Intakes overheating

Hi everyone. Today I reduced my compression and I can intake 10 cubes without an issue. After those 10, the intakes overheat, and dont have enough torque to intake them. I was wondering if anyone has experience with this and an idea to solve it?

Thanks!
20200131_174611

Is this after a single use after rest?

This is after I use them then try to intake more

you’ve probably just hit your torque limit on your intakes. mine stop at 11 cubes. if you want to do more, you’ll have to slow down your intakes and make them stronger. if you’re using 24t sprockets, going down to 18t would help. but tbh 10 cubes is pretty good.

3 Likes

Thing is, after I intake 10, they overheat. Like, I put down the stack, and they dont have the torque to intake more

What sprocket size are your intakes?

Make your intakes more parallel to the tray and reduce tray friction as much as possible

They are 24t sprockets

Try going back down to 18t.

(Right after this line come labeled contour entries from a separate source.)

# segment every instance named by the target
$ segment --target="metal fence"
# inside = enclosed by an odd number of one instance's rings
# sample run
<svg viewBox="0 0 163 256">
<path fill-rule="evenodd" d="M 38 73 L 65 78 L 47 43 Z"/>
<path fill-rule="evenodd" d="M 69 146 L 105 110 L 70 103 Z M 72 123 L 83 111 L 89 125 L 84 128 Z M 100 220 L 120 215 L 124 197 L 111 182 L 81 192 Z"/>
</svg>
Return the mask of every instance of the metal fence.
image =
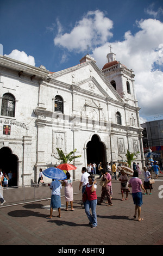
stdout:
<svg viewBox="0 0 163 256">
<path fill-rule="evenodd" d="M 27 186 L 9 187 L 3 189 L 5 203 L 1 208 L 14 205 L 26 204 L 33 202 L 48 200 L 51 198 L 51 190 L 48 183 L 34 184 Z M 79 193 L 79 181 L 73 180 L 73 194 Z M 1 191 L 2 192 L 2 191 Z M 65 196 L 64 187 L 61 190 L 61 196 Z"/>
</svg>

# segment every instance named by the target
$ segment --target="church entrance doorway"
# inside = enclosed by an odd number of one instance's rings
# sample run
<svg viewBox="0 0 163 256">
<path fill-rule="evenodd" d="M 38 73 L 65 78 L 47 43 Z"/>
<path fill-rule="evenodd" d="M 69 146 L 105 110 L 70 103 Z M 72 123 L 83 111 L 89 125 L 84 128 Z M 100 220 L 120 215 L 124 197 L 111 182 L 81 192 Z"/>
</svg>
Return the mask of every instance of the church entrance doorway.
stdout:
<svg viewBox="0 0 163 256">
<path fill-rule="evenodd" d="M 17 160 L 18 158 L 12 154 L 9 148 L 4 147 L 0 149 L 0 168 L 3 173 L 7 174 L 11 171 L 12 178 L 9 180 L 8 186 L 17 186 Z"/>
<path fill-rule="evenodd" d="M 101 141 L 99 137 L 94 135 L 86 144 L 87 163 L 93 163 L 97 164 L 96 173 L 98 171 L 98 165 L 100 162 L 102 162 L 103 168 L 105 168 L 106 163 L 106 149 L 105 146 Z"/>
</svg>

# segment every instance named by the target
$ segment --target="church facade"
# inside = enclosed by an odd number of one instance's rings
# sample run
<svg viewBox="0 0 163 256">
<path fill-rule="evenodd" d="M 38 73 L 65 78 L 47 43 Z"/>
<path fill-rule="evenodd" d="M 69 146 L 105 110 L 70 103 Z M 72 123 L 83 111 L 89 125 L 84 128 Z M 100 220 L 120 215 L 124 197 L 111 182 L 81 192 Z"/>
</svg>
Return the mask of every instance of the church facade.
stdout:
<svg viewBox="0 0 163 256">
<path fill-rule="evenodd" d="M 0 56 L 1 166 L 15 185 L 37 182 L 39 169 L 59 164 L 57 148 L 81 155 L 70 172 L 95 162 L 125 160 L 127 150 L 144 164 L 134 74 L 110 53 L 100 70 L 86 55 L 56 72 Z M 45 177 L 45 182 L 49 179 Z"/>
</svg>

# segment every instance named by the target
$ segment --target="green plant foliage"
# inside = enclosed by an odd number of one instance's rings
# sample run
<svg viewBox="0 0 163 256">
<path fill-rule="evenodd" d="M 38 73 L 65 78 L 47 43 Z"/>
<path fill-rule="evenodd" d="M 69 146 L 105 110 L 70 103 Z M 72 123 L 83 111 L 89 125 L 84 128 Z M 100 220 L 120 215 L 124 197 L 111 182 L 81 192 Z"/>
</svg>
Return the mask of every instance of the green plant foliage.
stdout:
<svg viewBox="0 0 163 256">
<path fill-rule="evenodd" d="M 137 159 L 136 155 L 137 155 L 139 153 L 140 153 L 140 152 L 139 151 L 137 151 L 136 153 L 130 153 L 128 151 L 128 149 L 127 150 L 127 154 L 126 154 L 126 158 L 127 159 L 127 162 L 128 163 L 129 167 L 131 167 L 131 162 Z M 136 156 L 136 157 L 134 158 L 134 156 Z"/>
</svg>

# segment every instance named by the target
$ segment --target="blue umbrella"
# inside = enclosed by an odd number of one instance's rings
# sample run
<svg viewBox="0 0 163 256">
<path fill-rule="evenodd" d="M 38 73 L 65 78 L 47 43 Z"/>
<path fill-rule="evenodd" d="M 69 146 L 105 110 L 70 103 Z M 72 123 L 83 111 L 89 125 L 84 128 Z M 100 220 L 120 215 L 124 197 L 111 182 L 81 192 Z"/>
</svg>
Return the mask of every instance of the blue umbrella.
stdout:
<svg viewBox="0 0 163 256">
<path fill-rule="evenodd" d="M 45 176 L 54 180 L 65 180 L 67 179 L 65 173 L 62 170 L 56 167 L 48 168 L 44 170 L 42 173 Z"/>
</svg>

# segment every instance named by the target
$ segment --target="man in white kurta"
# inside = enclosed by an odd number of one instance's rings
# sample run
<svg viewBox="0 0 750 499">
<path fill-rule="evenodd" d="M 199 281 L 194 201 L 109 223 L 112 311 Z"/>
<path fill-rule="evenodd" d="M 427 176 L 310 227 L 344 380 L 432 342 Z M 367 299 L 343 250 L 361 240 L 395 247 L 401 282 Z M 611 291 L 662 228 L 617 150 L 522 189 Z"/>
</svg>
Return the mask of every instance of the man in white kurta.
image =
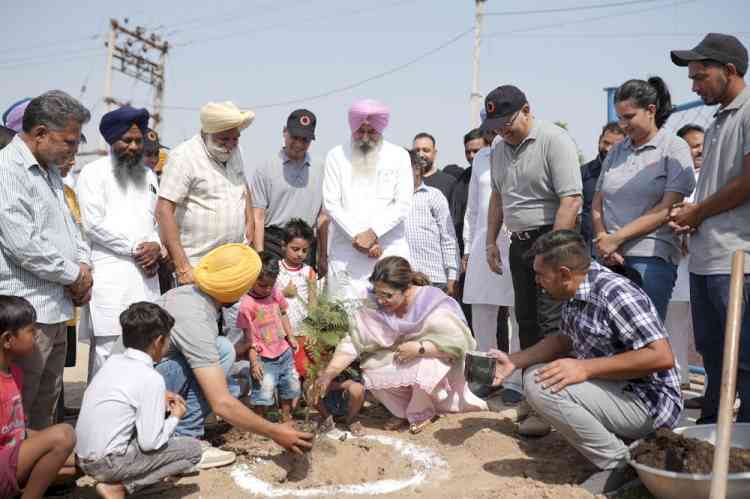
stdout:
<svg viewBox="0 0 750 499">
<path fill-rule="evenodd" d="M 120 313 L 134 302 L 159 297 L 161 245 L 154 216 L 158 183 L 143 164 L 148 117 L 145 109 L 130 107 L 105 114 L 99 129 L 111 154 L 86 165 L 78 178 L 95 278 L 80 326 L 81 337 L 91 345 L 89 381 L 122 334 Z"/>
<path fill-rule="evenodd" d="M 388 118 L 383 104 L 356 102 L 349 110 L 351 141 L 326 157 L 328 279 L 336 296 L 364 297 L 379 258 L 409 258 L 404 220 L 414 190 L 411 162 L 404 148 L 383 140 Z"/>
</svg>

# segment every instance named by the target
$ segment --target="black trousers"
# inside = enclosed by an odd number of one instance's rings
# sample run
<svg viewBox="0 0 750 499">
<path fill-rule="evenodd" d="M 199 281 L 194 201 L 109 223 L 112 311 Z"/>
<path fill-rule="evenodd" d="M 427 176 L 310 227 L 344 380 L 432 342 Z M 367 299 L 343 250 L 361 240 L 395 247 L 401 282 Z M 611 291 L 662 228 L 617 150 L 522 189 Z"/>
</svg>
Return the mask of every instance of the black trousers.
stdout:
<svg viewBox="0 0 750 499">
<path fill-rule="evenodd" d="M 550 297 L 537 285 L 534 262 L 525 258 L 540 232 L 527 240 L 511 238 L 510 273 L 513 278 L 518 339 L 521 349 L 536 345 L 542 338 L 560 330 L 560 313 L 563 302 Z"/>
</svg>

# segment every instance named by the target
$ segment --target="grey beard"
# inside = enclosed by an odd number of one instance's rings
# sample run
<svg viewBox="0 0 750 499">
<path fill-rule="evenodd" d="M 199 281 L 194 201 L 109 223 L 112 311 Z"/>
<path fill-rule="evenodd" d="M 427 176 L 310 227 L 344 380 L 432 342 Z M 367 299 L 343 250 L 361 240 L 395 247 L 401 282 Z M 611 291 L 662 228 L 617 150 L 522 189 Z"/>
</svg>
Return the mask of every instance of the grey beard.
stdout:
<svg viewBox="0 0 750 499">
<path fill-rule="evenodd" d="M 143 167 L 143 155 L 132 160 L 120 158 L 114 153 L 110 157 L 112 159 L 115 180 L 121 188 L 126 188 L 129 183 L 143 185 L 146 179 L 146 169 Z"/>
</svg>

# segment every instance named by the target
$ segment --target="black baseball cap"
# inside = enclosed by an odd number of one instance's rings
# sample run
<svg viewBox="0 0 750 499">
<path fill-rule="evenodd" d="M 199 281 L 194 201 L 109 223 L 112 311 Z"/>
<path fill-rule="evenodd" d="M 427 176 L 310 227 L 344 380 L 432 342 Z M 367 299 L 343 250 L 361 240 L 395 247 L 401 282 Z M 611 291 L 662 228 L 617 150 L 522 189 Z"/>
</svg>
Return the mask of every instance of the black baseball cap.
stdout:
<svg viewBox="0 0 750 499">
<path fill-rule="evenodd" d="M 672 62 L 678 66 L 710 59 L 722 64 L 734 64 L 740 75 L 747 72 L 747 49 L 732 35 L 709 33 L 692 50 L 673 50 L 670 55 Z"/>
<path fill-rule="evenodd" d="M 502 85 L 490 92 L 484 99 L 484 110 L 487 117 L 479 127 L 482 133 L 496 130 L 510 120 L 513 113 L 521 109 L 528 101 L 526 95 L 513 85 Z"/>
<path fill-rule="evenodd" d="M 286 120 L 286 130 L 294 137 L 315 140 L 315 115 L 307 109 L 292 111 Z"/>
</svg>

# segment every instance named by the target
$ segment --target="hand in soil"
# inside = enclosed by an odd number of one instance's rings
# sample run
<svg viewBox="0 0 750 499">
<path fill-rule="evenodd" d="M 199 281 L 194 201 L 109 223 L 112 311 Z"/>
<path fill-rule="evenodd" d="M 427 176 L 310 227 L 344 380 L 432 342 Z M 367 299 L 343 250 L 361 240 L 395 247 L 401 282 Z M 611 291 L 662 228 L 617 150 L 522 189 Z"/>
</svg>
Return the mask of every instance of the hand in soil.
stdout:
<svg viewBox="0 0 750 499">
<path fill-rule="evenodd" d="M 295 454 L 302 454 L 303 450 L 312 448 L 313 434 L 297 431 L 292 421 L 274 425 L 273 433 L 269 437 L 284 449 Z"/>
<path fill-rule="evenodd" d="M 495 379 L 492 381 L 492 386 L 500 386 L 505 379 L 513 374 L 516 370 L 515 364 L 511 362 L 510 357 L 505 352 L 500 350 L 491 350 L 490 355 L 495 358 Z"/>
</svg>

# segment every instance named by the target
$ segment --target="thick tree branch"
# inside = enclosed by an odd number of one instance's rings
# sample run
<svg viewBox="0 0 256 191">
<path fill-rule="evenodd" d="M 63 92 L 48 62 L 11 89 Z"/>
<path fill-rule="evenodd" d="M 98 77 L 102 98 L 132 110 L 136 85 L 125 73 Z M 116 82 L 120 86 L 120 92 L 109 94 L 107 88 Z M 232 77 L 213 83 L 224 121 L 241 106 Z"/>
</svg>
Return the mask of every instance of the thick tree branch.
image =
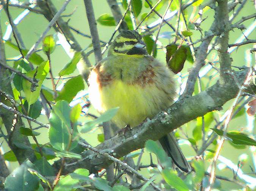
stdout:
<svg viewBox="0 0 256 191">
<path fill-rule="evenodd" d="M 237 78 L 242 84 L 245 80 L 248 70 L 236 73 Z M 218 82 L 207 90 L 196 96 L 182 99 L 173 105 L 165 111 L 159 113 L 152 120 L 148 120 L 142 125 L 133 128 L 124 134 L 118 135 L 105 141 L 96 148 L 108 152 L 116 158 L 121 157 L 135 150 L 142 148 L 148 139 L 154 140 L 173 131 L 182 125 L 208 112 L 220 109 L 229 100 L 236 97 L 239 88 L 231 78 L 230 83 L 222 85 Z M 255 89 L 255 86 L 253 85 Z M 154 136 L 152 136 L 154 135 Z M 79 168 L 85 168 L 96 172 L 106 168 L 112 161 L 108 158 L 86 151 L 82 154 L 82 162 L 77 161 L 73 165 L 66 165 L 63 173 L 66 174 Z M 67 163 L 75 162 L 69 159 Z M 60 161 L 53 166 L 58 169 Z"/>
</svg>

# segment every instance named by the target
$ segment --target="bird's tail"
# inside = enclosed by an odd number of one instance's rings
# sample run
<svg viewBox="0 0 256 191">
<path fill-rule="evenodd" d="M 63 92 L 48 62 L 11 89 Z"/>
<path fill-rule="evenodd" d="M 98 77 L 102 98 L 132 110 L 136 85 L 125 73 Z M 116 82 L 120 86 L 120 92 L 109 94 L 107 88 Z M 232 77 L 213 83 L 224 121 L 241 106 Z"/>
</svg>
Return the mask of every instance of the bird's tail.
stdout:
<svg viewBox="0 0 256 191">
<path fill-rule="evenodd" d="M 181 170 L 190 172 L 191 167 L 187 161 L 173 136 L 169 133 L 159 140 L 163 149 L 171 157 L 174 163 Z"/>
</svg>

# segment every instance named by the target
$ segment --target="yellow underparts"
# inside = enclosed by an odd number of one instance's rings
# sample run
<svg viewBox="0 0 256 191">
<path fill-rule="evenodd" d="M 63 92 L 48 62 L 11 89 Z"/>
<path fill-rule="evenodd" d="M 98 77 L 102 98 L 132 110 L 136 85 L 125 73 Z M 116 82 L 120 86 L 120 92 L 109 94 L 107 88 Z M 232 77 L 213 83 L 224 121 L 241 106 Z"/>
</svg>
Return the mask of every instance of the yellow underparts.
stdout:
<svg viewBox="0 0 256 191">
<path fill-rule="evenodd" d="M 90 100 L 101 112 L 119 107 L 112 119 L 119 127 L 127 124 L 131 127 L 138 125 L 147 117 L 153 117 L 171 104 L 164 92 L 160 91 L 155 83 L 142 86 L 115 80 L 100 88 L 96 80 L 93 80 L 94 75 L 96 77 L 97 74 L 91 74 Z"/>
</svg>

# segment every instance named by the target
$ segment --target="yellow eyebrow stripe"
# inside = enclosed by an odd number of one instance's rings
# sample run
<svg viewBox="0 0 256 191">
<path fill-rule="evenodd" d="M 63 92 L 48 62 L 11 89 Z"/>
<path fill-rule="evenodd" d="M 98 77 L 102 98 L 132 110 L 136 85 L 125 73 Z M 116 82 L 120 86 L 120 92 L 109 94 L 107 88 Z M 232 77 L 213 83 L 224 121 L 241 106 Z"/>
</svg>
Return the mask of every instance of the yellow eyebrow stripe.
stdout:
<svg viewBox="0 0 256 191">
<path fill-rule="evenodd" d="M 116 39 L 116 42 L 117 43 L 124 42 L 126 41 L 135 41 L 137 42 L 138 40 L 136 39 L 128 39 L 123 37 L 119 37 L 118 39 Z"/>
<path fill-rule="evenodd" d="M 124 51 L 131 49 L 134 47 L 134 45 L 125 45 L 121 47 L 116 47 L 115 48 L 115 49 L 118 51 Z"/>
</svg>

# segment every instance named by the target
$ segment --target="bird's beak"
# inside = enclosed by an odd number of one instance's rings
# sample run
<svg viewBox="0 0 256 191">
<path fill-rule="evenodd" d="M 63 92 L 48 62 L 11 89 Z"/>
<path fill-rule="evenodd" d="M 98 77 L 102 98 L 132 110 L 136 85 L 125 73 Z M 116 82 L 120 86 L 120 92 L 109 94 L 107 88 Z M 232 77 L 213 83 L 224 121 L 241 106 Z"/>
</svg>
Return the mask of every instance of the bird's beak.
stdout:
<svg viewBox="0 0 256 191">
<path fill-rule="evenodd" d="M 140 41 L 140 42 L 135 44 L 134 46 L 136 48 L 142 49 L 146 46 L 146 44 L 143 41 Z"/>
</svg>

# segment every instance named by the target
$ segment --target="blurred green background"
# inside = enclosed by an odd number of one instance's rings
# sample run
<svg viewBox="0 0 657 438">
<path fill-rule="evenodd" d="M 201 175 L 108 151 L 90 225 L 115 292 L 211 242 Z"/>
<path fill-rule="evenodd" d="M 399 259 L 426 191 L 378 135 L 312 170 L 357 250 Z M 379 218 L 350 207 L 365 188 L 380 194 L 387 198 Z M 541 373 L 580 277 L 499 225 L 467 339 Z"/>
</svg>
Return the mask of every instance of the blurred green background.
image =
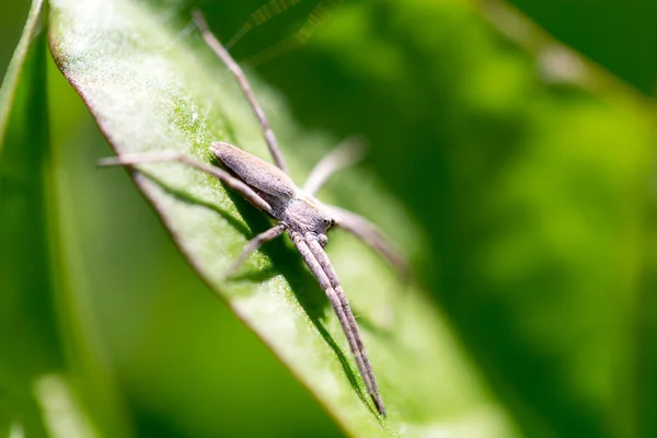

And reduce friction as much as possible

What rpm are your intake rollers, if they are 100 rpm they shouldn’t have any problems, but if they are 200 you’ll prob have problems with 24t.

It Could also be a compression issue where the intake motors are working too hard to hold the cubes in your tray. In that case you would have to increase compression. Or if you have too much compression you can overheat the motors when intaking cubes and you will have to lower compression. There is a small happy medium.

4 Likes

Do you have intake/arm locks? We found those to be the key to high compression with 200rpm intakes without burning them out too quickly. We use 12t sprockets in the front and 15t sprockets in the back, which seems to be a good middle ground for speed and torque with 200rpm motors

that sounds pretty slow. 18t seems to me to be the minimum speed you should have. 24t seems too weak though. fast, but weak.